Having purchased a house at the juncture of leafy Queen’s Park and Randwick in Sydney’s East, Sophie Solomon’s client didn’t want to go with the pre-approved plans.
Shunning the huge second floor and erasure of the ground floor, her client “wanted it to be more modest,” as Solomon explains, with the initial design conversation being “more about a process of subtraction that addition,” that retained the ground floor, removed the roof from the back deck and proposed a modest upper level.
The material palette was an early primary consideration with the existing home of the project ilk, with nice bones but ugly bricks. And, while not a heritage building, the house sits among a mix of heritage and no heritage homes, and is close enough to the beach for its influence to be felt.
To this end, it was agreed that a simple white cladding (Dulux vivid white painted Selflok Weather Groove), with timber accents and screens (Weathertex and Vic Ash shiplap cladding ASH Sustainable), would allow the house its own character while sitting quietly on the street.

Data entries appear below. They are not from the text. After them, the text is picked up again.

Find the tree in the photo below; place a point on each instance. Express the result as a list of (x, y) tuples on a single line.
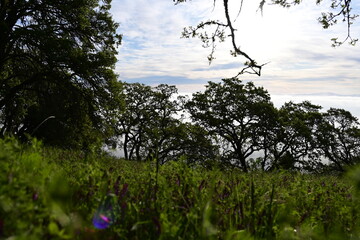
[(150, 127), (56, 59), (292, 139), (339, 9), (236, 113), (339, 138)]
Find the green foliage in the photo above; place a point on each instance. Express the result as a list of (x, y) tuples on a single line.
[(57, 59), (54, 194), (237, 113)]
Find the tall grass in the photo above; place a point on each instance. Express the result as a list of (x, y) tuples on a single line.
[(55, 194)]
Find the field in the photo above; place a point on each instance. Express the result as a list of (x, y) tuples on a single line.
[(56, 194)]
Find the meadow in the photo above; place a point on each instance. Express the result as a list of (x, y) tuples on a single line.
[(48, 193)]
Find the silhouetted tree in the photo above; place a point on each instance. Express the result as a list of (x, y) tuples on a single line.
[(150, 127), (237, 114), (338, 138), (218, 30), (292, 140), (57, 59)]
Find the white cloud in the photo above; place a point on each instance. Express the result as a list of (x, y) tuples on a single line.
[(301, 58)]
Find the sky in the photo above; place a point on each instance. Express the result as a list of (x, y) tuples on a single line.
[(302, 65)]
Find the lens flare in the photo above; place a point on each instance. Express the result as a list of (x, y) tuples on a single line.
[(106, 213)]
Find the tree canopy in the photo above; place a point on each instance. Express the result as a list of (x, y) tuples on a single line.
[(56, 59)]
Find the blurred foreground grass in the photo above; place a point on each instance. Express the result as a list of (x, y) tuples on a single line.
[(56, 194)]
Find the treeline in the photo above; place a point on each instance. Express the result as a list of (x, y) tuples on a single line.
[(231, 122)]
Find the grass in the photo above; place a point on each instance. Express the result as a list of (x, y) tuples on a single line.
[(56, 194)]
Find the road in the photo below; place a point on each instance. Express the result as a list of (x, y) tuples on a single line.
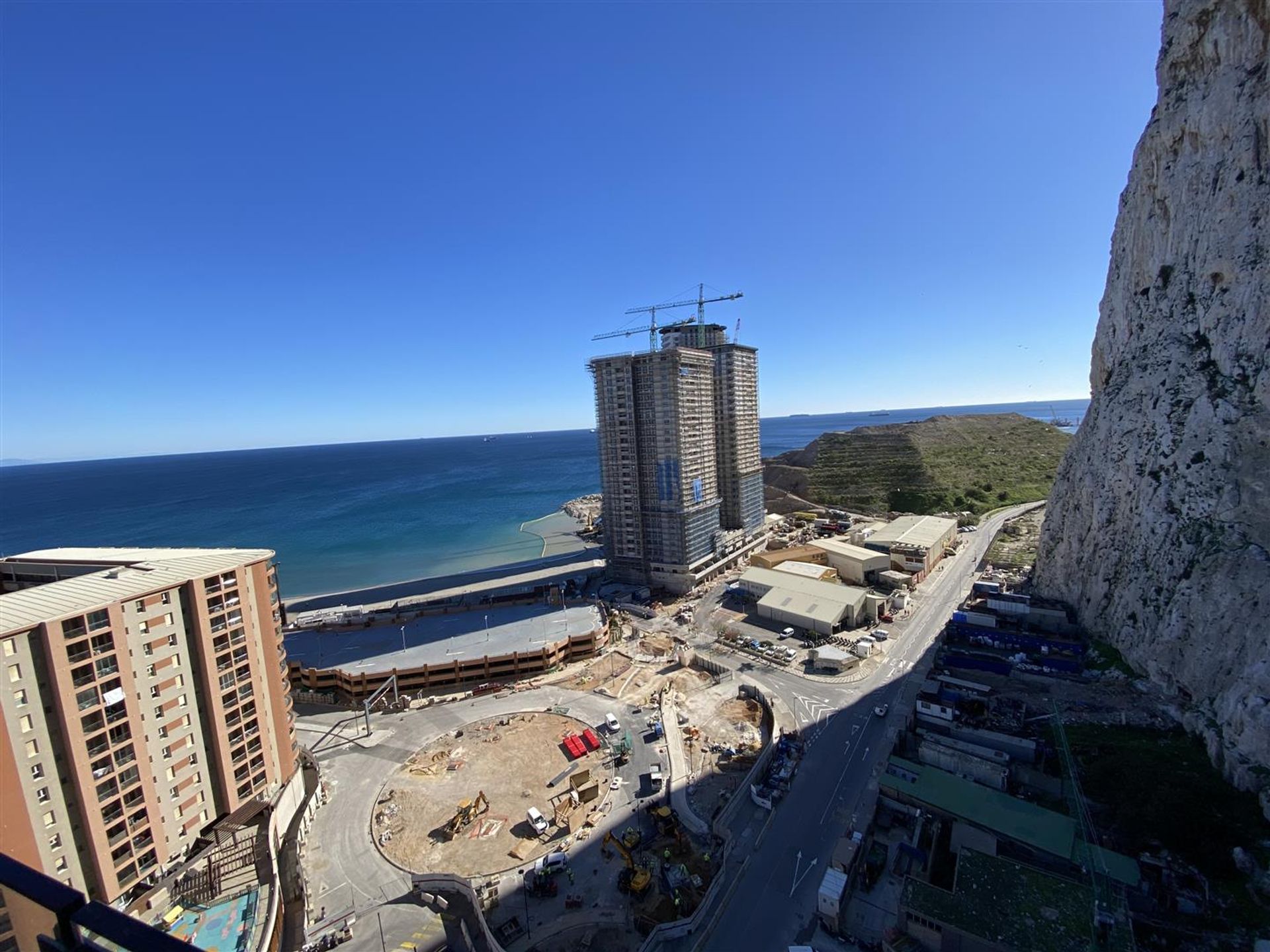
[(773, 905)]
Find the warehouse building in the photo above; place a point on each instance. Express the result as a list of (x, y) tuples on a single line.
[(808, 571), (821, 607), (800, 554), (855, 564), (915, 542)]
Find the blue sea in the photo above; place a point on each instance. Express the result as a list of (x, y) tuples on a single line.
[(356, 514)]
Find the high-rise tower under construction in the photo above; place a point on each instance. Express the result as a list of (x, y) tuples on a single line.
[(679, 457)]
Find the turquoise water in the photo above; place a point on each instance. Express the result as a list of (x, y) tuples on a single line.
[(353, 514)]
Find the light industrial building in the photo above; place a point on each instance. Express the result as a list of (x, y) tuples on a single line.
[(822, 607), (913, 542), (798, 554), (145, 695), (857, 565), (680, 467), (808, 571)]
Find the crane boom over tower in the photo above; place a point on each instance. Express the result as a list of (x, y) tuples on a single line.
[(700, 302)]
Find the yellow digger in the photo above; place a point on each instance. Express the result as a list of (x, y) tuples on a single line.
[(468, 811), (633, 879)]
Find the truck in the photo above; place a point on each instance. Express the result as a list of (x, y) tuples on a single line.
[(831, 902)]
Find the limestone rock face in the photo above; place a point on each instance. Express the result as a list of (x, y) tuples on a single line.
[(1159, 524)]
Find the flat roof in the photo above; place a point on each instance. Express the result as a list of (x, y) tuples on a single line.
[(814, 607), (847, 551), (831, 590), (915, 531), (997, 811), (126, 574), (1002, 902), (440, 639), (808, 571)]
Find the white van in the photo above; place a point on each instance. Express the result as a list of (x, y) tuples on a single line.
[(552, 862)]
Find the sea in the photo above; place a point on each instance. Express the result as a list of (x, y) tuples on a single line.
[(351, 516)]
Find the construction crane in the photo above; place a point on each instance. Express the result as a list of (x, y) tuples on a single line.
[(652, 327)]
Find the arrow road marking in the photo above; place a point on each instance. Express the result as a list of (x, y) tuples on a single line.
[(798, 861)]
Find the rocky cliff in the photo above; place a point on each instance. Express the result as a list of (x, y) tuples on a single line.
[(1159, 524)]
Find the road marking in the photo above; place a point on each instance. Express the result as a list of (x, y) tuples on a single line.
[(798, 879)]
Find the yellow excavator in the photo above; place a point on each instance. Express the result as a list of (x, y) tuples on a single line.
[(633, 879), (468, 811)]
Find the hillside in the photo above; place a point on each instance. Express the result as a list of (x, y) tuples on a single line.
[(937, 465)]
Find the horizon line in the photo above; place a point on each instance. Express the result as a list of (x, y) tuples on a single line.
[(19, 462)]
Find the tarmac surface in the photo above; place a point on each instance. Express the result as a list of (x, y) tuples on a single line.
[(440, 639)]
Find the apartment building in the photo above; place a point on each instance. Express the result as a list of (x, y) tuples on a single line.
[(679, 457), (143, 695)]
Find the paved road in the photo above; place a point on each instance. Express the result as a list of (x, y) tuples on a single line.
[(774, 902)]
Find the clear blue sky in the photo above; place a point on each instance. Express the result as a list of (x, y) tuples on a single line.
[(237, 225)]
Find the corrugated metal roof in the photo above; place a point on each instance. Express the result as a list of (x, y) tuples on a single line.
[(126, 574), (849, 551), (915, 531)]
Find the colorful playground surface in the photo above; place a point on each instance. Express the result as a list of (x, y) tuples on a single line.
[(222, 927)]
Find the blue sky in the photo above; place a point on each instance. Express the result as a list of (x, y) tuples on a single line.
[(239, 225)]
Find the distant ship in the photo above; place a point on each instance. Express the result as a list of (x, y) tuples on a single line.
[(1060, 420)]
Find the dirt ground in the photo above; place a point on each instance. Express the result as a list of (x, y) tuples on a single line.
[(727, 721), (1016, 543), (511, 760)]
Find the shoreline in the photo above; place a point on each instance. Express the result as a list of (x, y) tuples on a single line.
[(560, 536)]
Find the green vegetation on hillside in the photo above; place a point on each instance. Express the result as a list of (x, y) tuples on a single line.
[(943, 463)]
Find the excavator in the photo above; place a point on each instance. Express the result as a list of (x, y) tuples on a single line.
[(468, 811), (633, 879)]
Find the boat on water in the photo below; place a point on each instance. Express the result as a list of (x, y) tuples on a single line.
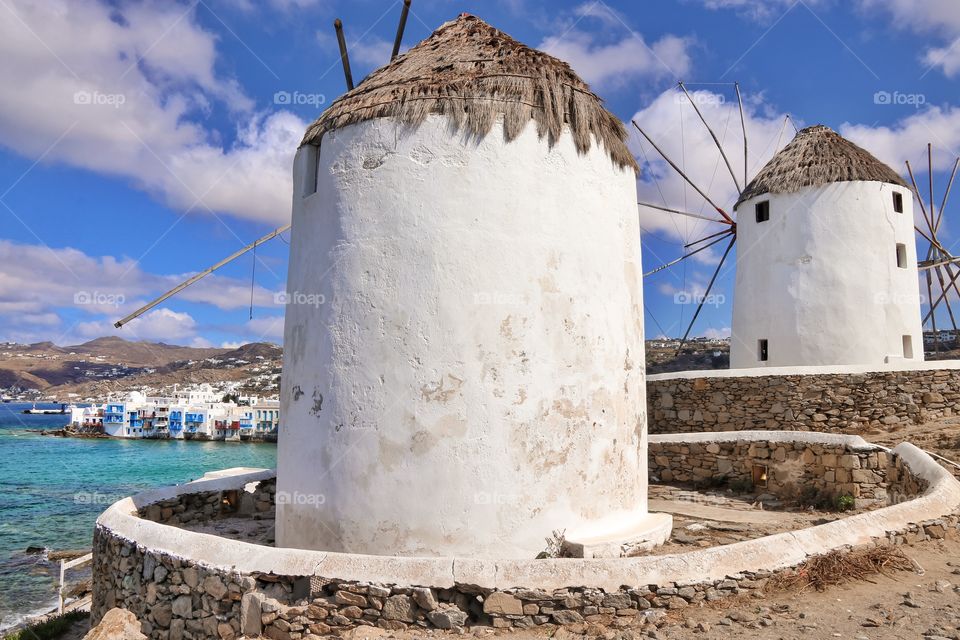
[(47, 412)]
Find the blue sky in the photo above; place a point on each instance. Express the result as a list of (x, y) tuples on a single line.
[(142, 141)]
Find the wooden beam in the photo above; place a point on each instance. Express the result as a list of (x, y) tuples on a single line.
[(743, 126), (705, 294), (716, 141), (683, 175), (400, 29), (344, 56), (183, 285), (682, 213), (684, 257)]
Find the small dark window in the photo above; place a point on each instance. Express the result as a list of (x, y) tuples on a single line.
[(311, 161), (763, 211), (898, 202)]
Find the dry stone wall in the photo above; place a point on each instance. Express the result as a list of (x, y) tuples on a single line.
[(787, 470), (834, 402), (181, 597)]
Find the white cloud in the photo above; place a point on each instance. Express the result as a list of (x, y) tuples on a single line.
[(159, 325), (758, 10), (120, 91), (617, 63), (673, 124), (37, 283), (938, 17), (908, 138), (714, 333)]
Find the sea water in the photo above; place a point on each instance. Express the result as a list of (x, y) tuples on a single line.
[(52, 490)]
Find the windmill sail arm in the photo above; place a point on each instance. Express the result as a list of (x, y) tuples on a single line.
[(183, 285)]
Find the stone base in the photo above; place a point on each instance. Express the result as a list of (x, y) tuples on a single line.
[(620, 536)]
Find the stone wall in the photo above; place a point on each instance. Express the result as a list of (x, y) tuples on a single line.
[(793, 470), (185, 585), (193, 508), (830, 402)]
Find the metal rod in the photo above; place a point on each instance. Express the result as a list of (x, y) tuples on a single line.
[(684, 257), (705, 294), (400, 28), (933, 213), (743, 125), (711, 236), (946, 194), (916, 192), (183, 285), (683, 175), (933, 306), (932, 264), (344, 56), (716, 141), (946, 300), (682, 213), (932, 241)]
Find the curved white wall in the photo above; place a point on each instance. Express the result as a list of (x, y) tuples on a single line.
[(479, 352), (820, 279)]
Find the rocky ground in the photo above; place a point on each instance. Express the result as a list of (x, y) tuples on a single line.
[(924, 603)]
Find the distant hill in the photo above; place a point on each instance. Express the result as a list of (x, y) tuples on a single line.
[(113, 365)]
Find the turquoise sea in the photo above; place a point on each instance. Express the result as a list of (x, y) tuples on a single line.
[(53, 489)]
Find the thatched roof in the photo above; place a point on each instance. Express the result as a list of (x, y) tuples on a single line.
[(818, 156), (473, 73)]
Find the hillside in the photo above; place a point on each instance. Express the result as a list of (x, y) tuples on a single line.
[(114, 365)]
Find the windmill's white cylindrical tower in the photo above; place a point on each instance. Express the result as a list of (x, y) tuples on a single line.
[(826, 260), (463, 353)]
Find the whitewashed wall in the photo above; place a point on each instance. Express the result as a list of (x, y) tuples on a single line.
[(820, 280), (479, 352)]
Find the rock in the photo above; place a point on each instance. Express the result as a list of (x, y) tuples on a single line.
[(117, 624), (424, 597), (182, 607), (190, 577), (176, 629), (500, 603), (399, 608), (567, 617), (348, 598), (162, 614), (447, 618), (250, 622), (214, 586), (364, 633)]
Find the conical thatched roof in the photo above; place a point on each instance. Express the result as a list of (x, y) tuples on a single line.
[(817, 156), (474, 73)]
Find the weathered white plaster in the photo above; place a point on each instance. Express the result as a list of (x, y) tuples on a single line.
[(941, 498), (473, 379), (820, 279)]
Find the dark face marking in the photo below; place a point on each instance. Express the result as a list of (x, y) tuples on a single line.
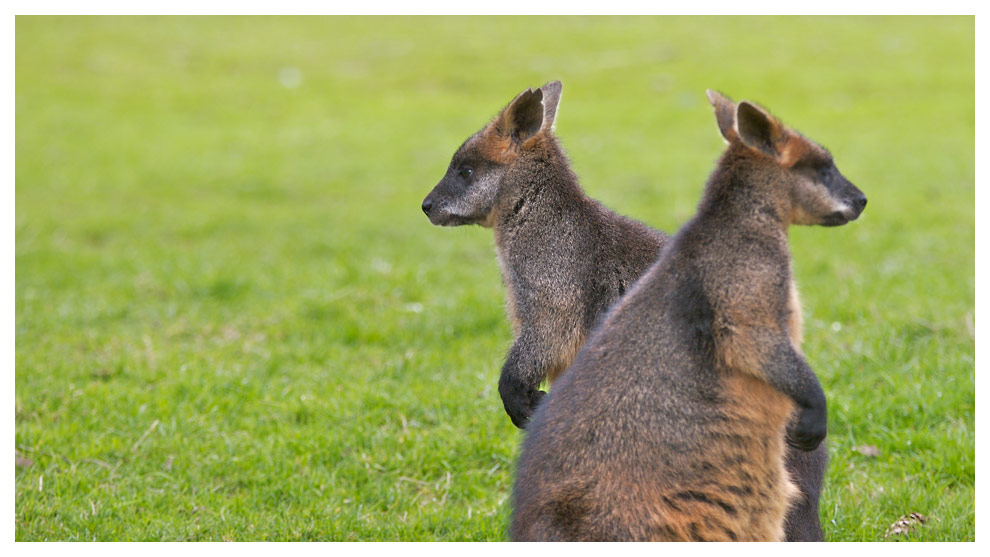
[(466, 193)]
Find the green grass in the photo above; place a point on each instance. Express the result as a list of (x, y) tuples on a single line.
[(233, 321)]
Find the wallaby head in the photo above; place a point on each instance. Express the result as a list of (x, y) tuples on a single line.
[(467, 192), (809, 189)]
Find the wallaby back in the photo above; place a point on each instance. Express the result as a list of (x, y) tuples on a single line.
[(670, 424)]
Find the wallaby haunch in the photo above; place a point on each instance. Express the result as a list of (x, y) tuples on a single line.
[(671, 422)]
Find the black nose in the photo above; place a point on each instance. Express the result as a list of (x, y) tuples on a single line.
[(860, 203)]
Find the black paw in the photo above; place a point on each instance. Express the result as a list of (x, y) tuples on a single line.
[(519, 400), (808, 429)]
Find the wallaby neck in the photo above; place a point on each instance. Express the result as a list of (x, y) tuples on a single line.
[(741, 194), (537, 192)]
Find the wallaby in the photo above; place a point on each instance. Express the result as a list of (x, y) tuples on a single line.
[(565, 259), (671, 422)]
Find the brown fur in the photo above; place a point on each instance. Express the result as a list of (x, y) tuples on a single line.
[(670, 424)]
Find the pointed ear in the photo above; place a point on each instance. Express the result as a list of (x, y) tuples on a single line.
[(758, 130), (725, 114), (551, 100), (523, 118)]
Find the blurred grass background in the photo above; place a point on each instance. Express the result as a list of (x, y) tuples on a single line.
[(233, 321)]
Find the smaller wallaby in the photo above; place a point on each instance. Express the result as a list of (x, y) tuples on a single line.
[(565, 258), (672, 421)]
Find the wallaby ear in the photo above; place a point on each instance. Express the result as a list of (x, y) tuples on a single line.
[(551, 100), (725, 114), (758, 130), (523, 118)]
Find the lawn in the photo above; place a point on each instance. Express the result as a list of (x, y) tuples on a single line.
[(233, 322)]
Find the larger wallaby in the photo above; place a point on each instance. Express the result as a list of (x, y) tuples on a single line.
[(565, 259), (670, 424)]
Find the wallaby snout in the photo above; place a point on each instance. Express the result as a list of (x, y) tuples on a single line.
[(847, 200)]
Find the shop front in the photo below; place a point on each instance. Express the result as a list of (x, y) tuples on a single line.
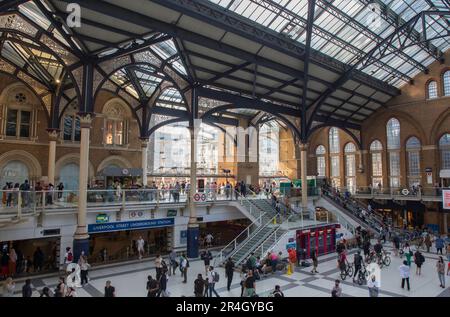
[(117, 241)]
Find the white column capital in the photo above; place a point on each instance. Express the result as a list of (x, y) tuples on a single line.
[(53, 134), (86, 119)]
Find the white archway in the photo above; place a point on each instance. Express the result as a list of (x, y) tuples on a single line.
[(32, 164)]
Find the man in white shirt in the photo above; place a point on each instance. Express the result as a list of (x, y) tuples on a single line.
[(140, 246), (213, 278)]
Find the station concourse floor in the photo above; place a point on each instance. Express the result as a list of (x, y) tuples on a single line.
[(129, 279)]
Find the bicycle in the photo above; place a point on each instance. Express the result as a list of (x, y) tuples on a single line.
[(363, 274)]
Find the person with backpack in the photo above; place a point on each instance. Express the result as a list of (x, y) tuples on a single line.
[(68, 257), (229, 270), (277, 292), (404, 274), (110, 291), (374, 286), (60, 288), (419, 259), (357, 261), (206, 257), (408, 253), (440, 244), (152, 287), (184, 265), (440, 266), (213, 279), (336, 291), (250, 285), (199, 286), (162, 282), (158, 266)]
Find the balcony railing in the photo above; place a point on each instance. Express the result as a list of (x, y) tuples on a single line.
[(26, 202)]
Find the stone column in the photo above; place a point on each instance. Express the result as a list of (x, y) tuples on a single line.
[(53, 137), (144, 147), (304, 166), (193, 227), (81, 238)]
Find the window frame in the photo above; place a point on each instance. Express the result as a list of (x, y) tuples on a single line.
[(432, 81)]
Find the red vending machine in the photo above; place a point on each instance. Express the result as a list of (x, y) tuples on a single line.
[(321, 237)]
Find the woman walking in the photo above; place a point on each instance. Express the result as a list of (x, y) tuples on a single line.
[(9, 287), (440, 266)]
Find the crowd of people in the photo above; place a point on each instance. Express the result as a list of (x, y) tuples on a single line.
[(41, 193)]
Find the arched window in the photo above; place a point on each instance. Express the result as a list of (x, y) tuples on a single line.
[(333, 139), (446, 83), (413, 157), (377, 164), (269, 149), (116, 123), (393, 134), (444, 147), (432, 89), (321, 165), (350, 167), (393, 146)]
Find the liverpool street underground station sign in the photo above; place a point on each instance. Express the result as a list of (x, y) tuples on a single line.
[(130, 225)]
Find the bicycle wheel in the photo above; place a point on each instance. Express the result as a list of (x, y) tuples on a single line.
[(350, 271)]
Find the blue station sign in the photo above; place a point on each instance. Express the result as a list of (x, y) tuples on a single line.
[(130, 225)]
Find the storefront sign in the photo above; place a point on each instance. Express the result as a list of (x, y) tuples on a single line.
[(199, 197), (291, 245), (136, 214), (102, 218), (183, 237), (429, 178), (446, 199), (131, 225), (171, 213)]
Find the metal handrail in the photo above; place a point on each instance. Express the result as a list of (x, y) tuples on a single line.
[(273, 233), (271, 221), (247, 230)]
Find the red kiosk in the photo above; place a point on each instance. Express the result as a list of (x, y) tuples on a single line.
[(321, 237)]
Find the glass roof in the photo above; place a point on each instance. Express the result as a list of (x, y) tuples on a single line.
[(349, 29)]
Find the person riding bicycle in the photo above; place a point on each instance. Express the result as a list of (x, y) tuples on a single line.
[(357, 260), (378, 248)]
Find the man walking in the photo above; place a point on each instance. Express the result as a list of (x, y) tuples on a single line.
[(404, 274), (229, 270), (213, 279)]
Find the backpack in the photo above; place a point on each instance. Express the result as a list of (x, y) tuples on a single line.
[(422, 258), (216, 277)]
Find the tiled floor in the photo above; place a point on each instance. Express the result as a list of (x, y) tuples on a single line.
[(130, 281)]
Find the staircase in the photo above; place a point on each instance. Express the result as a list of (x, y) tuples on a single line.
[(259, 237), (351, 210)]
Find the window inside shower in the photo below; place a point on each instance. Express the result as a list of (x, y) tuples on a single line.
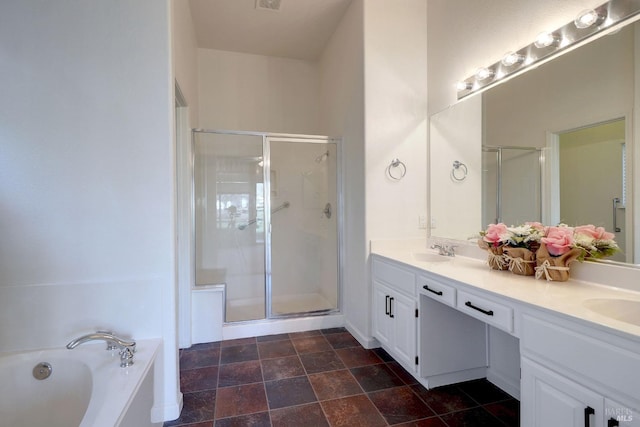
[(266, 223)]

Elongating the apertures of windows, doors and garage by extending the timber detailing above the lintel, the modernist form of the house is shifted: “It had quite a horizontal aspect with the balcony for the bedroom going all the way across. And it was very boxy. I was trying to break the scale of that box down and put the focus on that verticality and elevation of the roof, says Solomon of the timber screens that give the home its name.
Compounding this is a corner detail of glazing, that continues as glass cladding past the window to the roof line: “Although it’s very simple, there’s quite a lot of layering, and you get nice shadows, which the simple material palette helps emphasise,” says Solomon.
At the rear of the property, a large enclosed deck has been readdressed as a pavilion. Painted white, the crisp geometric lines frame and expand the liveability of the ground floor, while screened windows above allow the upper floor to sit back. Flowing from the pavilion are house wide wooden stairs leading to an unencumbered expanse of walled lawn.
The interior is similarly simplified with natural materials set against stark white walls. Timber dominates with engineered oak flooring (Grand Oak Monarch, Inhaus Living) providing a warm foundation throughout the lower floor. A large green Tephih Neptune rug (Globe West) adds texture and warmth, while furniture (all Globe West) is in keeping with the natural aesthetic.
The upper volume is very much a private area with the large main bedroom at the front and two smaller bedrooms to the rear. The whole of this floor is carpeted in Cavalier Bremworth wool for a luxurious underfoot warmth, while brushed nickel tapware provides an understated polish to the timber detailed bathrooms.
The resulting home is very much that, a home. Simple, refined, elegant, these words come quickly to mind with both the architecture and interior sitting with quite certainty in both the street and the client’s sustainability ethos and considerations.